Gov. Cuomo gave new meaning to “cap-and-trade” yesterday as he secured a historic agreement on a sweeping cap on upstate and suburban property taxes linked to the renewal of the city’s soon-to-expire rent laws.

The first-ever tax cap would limit property-tax hikes for schools and local government to 2 percent annually, with some limited exceptions, preserving much of a proposal that Cuomo made a focal point of his first five months in office.

Cuomo hailed the legislation — unexpectedly advanced by Assembly Speaker Sheldon Silver (D-Manhattan), a onetime cap foe — as an economic breakthrough for a state that has hemorrhaged millions of residents as its property taxes ballooned to the highest in the nation.

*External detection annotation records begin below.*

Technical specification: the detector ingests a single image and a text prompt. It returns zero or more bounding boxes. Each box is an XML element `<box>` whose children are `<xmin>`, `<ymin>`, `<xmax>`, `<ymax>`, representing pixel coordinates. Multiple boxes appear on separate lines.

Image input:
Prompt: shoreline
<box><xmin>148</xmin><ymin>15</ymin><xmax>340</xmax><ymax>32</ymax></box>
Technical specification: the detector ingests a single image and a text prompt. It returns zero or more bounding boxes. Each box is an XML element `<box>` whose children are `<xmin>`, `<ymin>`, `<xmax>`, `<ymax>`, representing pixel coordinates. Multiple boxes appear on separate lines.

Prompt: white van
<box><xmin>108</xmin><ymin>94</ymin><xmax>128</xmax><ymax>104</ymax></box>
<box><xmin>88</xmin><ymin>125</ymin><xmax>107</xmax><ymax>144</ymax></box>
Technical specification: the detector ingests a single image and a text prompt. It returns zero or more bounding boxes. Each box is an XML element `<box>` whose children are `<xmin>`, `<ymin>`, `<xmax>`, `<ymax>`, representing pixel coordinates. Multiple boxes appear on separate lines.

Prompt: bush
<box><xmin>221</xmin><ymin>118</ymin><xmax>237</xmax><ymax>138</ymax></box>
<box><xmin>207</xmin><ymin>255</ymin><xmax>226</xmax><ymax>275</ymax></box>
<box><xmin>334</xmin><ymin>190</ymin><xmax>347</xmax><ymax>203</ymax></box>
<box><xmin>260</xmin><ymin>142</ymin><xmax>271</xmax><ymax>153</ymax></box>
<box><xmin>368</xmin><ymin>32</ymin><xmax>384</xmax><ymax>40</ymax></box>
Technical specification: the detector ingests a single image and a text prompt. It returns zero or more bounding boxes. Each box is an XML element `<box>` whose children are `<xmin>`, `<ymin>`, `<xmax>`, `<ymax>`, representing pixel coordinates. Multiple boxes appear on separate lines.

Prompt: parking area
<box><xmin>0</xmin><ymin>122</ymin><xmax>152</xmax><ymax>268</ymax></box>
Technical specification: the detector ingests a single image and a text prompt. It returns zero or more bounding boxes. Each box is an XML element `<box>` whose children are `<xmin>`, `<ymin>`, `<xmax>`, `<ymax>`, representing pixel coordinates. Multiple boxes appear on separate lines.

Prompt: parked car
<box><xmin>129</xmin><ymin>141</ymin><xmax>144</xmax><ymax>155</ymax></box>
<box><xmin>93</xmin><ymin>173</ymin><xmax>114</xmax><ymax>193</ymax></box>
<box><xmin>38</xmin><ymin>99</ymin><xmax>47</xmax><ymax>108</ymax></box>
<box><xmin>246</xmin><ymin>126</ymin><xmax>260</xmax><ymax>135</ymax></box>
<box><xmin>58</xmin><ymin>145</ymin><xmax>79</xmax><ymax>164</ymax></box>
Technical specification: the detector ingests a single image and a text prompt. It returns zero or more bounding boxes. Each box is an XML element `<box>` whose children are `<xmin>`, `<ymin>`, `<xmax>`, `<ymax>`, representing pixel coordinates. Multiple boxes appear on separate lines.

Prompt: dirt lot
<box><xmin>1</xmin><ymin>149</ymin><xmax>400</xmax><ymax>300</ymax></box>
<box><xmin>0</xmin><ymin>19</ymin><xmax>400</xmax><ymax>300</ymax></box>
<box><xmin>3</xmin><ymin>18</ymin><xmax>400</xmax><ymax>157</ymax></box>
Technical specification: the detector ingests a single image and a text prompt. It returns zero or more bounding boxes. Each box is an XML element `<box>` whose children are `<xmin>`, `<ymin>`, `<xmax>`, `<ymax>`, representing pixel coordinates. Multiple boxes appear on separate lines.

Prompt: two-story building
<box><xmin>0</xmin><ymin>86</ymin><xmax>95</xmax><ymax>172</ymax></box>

“This agreement is a big deal,” Cuomo said at a news conference with business groups that for years had pushed for a cap. “When you put the budget together with the property-tax cap in this state, it is going to be a game changer.”

The Cuomo-Silver deal would limit annual tax hikes to 2 percent or the rate of inflation, whichever is less. But it would allow some exceptions for residential growth and soaring public pension costs, bringing the average hike next year to just under 3 percent.

The deal reached yesterday would forever link the existence of the tax cap, which affects more conservative upstate and suburban communities, to continued renewal of rent regulations for roughly 1 million apartments in the liberal stronghold of New York City.

“These two are inextricably linked in terms of passage in the next three weeks,” Silver said. “The philosophies are the same. Both of these are designed to give people an idea where their costs are going and to keep it affordable for them to continue to live in their homes.”